Bauman begins the typical conservation process on an old master painting by taking a pre-treatment photo. This is both for a historical purpose, documenting the existing condition of the piece, and for liability concerns.

He then takes another photo, but this time in ultraviolet light, which allows him to see the restoration history of the piece. When shot in this light, the varnish appears to be green. If it has been painted over in a previous restoration, those spots will show up as black.

Bauman also uses infrared analysis, which reveals where there may be nail holes or tears in the canvas.

“Using infrared allows us to see areas that our eyes can’t see,” Bauman said.

When Bauman has a feel for the condition of the painting he’s working with, he begins the cleaning process. Here, art meets science as a chemical solution is used to remove old varnish, dirt and previous restorative elements. Older paintings sometimes have two or three different layers of varnish on them, which conservators take off one by one.

“We get down to the original layer, and only the original layer,” Bauman said.

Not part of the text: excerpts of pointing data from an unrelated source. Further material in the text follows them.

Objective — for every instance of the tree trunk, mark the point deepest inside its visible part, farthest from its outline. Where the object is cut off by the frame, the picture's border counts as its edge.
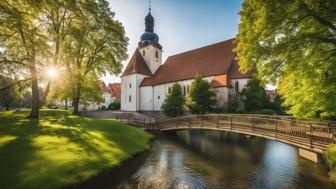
(66, 104)
(76, 99)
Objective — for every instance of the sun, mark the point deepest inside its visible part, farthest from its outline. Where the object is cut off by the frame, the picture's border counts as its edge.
(52, 73)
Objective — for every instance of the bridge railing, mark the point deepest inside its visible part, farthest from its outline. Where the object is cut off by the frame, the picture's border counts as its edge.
(315, 134)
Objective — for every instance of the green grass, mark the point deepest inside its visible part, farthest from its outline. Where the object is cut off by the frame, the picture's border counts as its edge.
(330, 155)
(58, 149)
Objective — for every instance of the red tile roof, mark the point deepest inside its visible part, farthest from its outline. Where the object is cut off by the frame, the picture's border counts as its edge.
(212, 60)
(114, 89)
(220, 81)
(137, 64)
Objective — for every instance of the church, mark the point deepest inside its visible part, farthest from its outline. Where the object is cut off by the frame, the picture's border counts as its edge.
(146, 81)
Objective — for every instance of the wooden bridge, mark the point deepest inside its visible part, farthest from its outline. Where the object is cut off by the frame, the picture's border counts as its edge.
(308, 135)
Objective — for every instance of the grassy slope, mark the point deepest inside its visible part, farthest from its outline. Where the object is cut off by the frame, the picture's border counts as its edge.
(58, 149)
(330, 155)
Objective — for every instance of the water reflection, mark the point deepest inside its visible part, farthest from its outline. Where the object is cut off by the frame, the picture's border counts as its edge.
(212, 159)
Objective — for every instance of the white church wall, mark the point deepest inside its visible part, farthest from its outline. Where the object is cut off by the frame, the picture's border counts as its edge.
(146, 98)
(128, 92)
(149, 54)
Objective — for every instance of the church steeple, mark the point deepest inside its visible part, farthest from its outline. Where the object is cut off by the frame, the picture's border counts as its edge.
(149, 37)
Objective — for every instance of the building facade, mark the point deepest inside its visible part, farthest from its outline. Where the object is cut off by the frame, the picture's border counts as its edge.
(146, 81)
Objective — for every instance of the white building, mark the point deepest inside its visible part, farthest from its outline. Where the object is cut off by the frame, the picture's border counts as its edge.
(146, 81)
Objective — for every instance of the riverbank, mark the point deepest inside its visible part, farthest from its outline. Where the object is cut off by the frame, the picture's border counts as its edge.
(59, 149)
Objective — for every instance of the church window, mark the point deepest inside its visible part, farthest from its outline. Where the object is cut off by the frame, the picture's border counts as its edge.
(237, 86)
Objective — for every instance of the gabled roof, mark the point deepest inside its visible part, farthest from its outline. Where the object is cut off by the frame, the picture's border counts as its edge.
(210, 60)
(137, 64)
(114, 90)
(220, 81)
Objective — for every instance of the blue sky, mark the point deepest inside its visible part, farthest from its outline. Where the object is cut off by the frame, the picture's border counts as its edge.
(182, 25)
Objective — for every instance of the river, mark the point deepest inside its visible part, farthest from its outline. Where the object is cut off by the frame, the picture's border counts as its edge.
(213, 159)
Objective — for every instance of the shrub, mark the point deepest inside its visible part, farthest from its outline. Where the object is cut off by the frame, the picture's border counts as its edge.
(114, 105)
(174, 103)
(202, 96)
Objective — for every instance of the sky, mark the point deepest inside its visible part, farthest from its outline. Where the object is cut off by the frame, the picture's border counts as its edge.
(181, 25)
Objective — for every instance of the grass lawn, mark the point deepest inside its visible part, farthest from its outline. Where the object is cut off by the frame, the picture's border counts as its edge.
(59, 149)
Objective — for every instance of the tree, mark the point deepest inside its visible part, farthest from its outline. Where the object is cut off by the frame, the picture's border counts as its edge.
(174, 103)
(254, 96)
(97, 46)
(11, 96)
(202, 96)
(292, 44)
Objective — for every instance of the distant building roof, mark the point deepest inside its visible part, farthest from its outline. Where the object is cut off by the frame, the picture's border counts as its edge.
(137, 64)
(212, 60)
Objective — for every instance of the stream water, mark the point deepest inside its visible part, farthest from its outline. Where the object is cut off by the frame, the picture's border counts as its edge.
(214, 159)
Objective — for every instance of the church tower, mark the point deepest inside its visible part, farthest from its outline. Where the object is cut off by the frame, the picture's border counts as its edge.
(146, 59)
(149, 45)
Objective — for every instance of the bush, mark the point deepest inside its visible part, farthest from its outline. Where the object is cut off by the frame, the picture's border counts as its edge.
(330, 156)
(174, 103)
(114, 105)
(202, 96)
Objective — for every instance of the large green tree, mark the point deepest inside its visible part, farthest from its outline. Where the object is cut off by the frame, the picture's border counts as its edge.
(292, 44)
(9, 97)
(254, 96)
(201, 96)
(174, 103)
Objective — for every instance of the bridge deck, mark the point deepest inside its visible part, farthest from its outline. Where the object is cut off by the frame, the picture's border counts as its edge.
(313, 136)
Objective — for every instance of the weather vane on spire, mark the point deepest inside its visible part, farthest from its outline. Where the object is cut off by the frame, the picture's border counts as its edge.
(150, 5)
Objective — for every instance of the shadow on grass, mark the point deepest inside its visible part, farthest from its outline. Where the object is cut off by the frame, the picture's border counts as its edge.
(57, 150)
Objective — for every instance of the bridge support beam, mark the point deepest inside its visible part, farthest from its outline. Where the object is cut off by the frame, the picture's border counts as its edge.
(310, 155)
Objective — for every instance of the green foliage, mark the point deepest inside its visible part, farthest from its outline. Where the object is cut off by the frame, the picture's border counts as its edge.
(114, 105)
(330, 156)
(10, 97)
(254, 96)
(292, 43)
(174, 103)
(60, 150)
(202, 96)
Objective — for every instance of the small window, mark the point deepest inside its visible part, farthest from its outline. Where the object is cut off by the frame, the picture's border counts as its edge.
(237, 86)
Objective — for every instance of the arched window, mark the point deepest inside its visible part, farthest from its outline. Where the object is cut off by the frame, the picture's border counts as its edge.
(237, 86)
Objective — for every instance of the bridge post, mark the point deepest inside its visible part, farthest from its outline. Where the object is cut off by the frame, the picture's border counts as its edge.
(310, 135)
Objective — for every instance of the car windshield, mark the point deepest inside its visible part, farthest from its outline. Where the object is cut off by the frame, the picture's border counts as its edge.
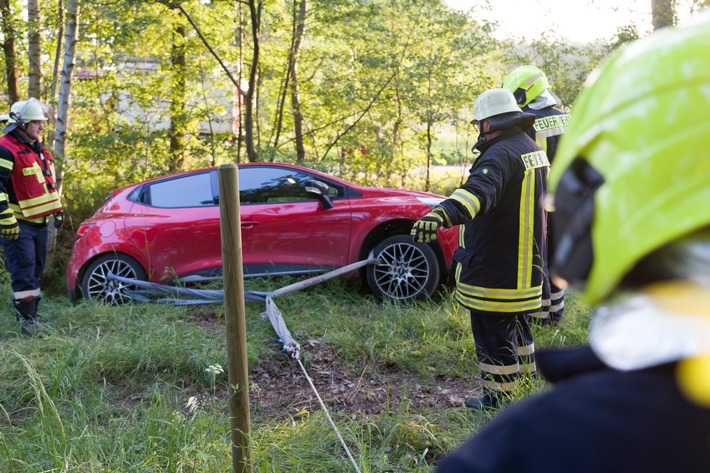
(257, 185)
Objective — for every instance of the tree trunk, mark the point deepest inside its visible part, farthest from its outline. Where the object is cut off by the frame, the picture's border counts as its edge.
(9, 47)
(56, 73)
(178, 100)
(663, 13)
(71, 38)
(299, 33)
(255, 7)
(34, 87)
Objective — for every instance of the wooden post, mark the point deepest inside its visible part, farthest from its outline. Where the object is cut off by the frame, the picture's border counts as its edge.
(234, 314)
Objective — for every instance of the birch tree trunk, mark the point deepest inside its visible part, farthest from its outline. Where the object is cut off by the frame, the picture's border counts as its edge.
(34, 87)
(300, 32)
(9, 47)
(71, 38)
(663, 13)
(178, 101)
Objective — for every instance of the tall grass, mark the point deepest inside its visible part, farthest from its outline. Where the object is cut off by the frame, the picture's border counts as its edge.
(129, 389)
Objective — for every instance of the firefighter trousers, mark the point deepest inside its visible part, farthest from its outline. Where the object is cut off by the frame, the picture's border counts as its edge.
(25, 259)
(504, 348)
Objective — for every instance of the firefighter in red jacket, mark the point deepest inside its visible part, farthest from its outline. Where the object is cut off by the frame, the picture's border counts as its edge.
(631, 188)
(502, 233)
(28, 200)
(531, 90)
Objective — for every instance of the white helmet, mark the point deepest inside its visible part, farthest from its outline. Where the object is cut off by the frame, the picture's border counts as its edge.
(494, 102)
(23, 112)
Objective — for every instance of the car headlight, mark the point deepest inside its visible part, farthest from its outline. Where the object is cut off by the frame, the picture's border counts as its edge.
(430, 201)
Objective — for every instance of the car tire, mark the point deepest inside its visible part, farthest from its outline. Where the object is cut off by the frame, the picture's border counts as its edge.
(96, 285)
(407, 271)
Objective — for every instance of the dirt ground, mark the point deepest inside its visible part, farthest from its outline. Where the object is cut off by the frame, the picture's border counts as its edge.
(283, 388)
(279, 388)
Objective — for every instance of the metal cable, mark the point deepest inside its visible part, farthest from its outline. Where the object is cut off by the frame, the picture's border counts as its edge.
(322, 405)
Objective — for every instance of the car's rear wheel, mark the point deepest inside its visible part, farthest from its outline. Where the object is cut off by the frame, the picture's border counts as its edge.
(97, 285)
(407, 270)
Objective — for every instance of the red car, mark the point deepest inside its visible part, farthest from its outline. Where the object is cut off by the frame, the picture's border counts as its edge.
(294, 220)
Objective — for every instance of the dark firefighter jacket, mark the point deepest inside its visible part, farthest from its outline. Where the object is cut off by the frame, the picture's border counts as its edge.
(499, 254)
(595, 419)
(27, 179)
(549, 126)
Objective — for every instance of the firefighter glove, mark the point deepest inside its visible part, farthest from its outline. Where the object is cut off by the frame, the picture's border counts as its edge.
(8, 225)
(58, 219)
(424, 229)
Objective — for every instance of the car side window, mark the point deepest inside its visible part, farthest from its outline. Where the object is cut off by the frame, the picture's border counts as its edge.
(194, 190)
(259, 185)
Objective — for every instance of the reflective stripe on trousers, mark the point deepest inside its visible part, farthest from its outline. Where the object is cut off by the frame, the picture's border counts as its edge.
(504, 347)
(25, 259)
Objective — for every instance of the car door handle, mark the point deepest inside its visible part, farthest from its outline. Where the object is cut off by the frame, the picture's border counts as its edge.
(249, 224)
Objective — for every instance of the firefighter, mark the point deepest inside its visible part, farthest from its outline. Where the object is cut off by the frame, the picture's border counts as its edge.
(502, 231)
(28, 200)
(531, 90)
(631, 186)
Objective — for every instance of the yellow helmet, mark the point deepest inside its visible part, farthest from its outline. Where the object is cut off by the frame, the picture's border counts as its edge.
(631, 184)
(632, 172)
(526, 83)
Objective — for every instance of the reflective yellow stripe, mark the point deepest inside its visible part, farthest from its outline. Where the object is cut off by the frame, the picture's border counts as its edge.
(526, 350)
(551, 122)
(501, 370)
(468, 200)
(500, 387)
(499, 293)
(48, 197)
(26, 294)
(498, 306)
(526, 237)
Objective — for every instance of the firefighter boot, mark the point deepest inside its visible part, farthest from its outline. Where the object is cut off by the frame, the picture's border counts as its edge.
(489, 400)
(26, 313)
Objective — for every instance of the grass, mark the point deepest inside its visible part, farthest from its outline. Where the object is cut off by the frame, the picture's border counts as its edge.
(135, 388)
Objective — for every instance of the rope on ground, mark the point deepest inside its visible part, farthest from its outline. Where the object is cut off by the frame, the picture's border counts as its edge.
(272, 312)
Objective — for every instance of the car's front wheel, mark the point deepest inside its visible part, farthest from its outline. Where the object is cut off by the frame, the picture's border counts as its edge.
(98, 285)
(406, 271)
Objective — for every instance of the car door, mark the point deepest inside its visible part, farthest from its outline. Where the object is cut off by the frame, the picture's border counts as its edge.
(286, 231)
(176, 222)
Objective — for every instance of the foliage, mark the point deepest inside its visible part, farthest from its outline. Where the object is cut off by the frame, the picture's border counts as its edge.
(386, 87)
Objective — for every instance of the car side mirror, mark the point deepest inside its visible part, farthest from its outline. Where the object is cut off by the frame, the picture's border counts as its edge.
(319, 190)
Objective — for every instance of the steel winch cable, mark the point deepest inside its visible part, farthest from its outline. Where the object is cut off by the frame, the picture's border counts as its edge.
(272, 312)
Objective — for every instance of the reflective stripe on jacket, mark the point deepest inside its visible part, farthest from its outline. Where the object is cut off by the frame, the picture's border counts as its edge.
(33, 181)
(548, 128)
(500, 250)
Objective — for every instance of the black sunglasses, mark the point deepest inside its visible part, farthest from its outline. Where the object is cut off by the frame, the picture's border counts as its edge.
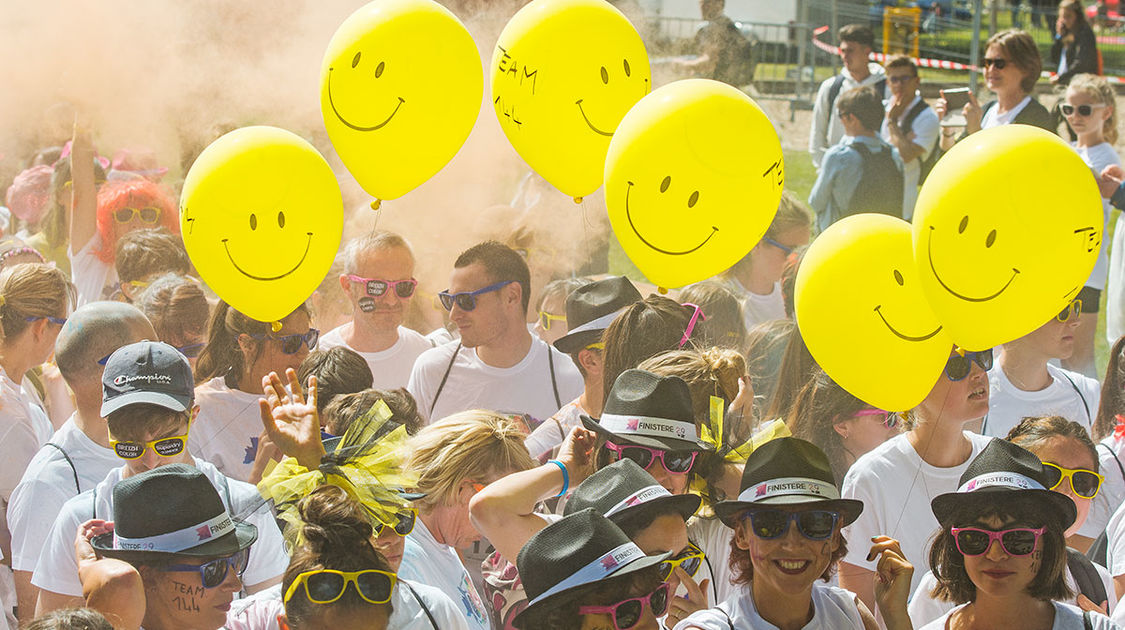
(957, 367)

This is the most important step in the process because the conservator is able to see everything as it was initially painted. Once this is done, Bauman usually adds another canvas on the back of the painting for support. Many museums request this step if they send their paintings out on loan.

When the lining is complete, Bauman often restretches the painting onto a spring-stretcher that offers constant and even tension, which prevents the canvas from warping. After that, he moves on to the varnishing stage, where he applies a non-yellowing varnish so he can perform retouching on the top layer rather than the original piece. This way, his paint can easily be taken off and the artist’s original work is not harmed.

After the varnish dries, the piece is ready to be displayed. In the case of the Healy painting, the Haggerty now has a masterpiece that it can finally show off instead of a yellowed, holey canvas with a picture on it.

“I think events like that really instill a pride for the Haggerty staff and hopefully for the university, that what we have is worth taking care of and spending time with,” Loscuito said.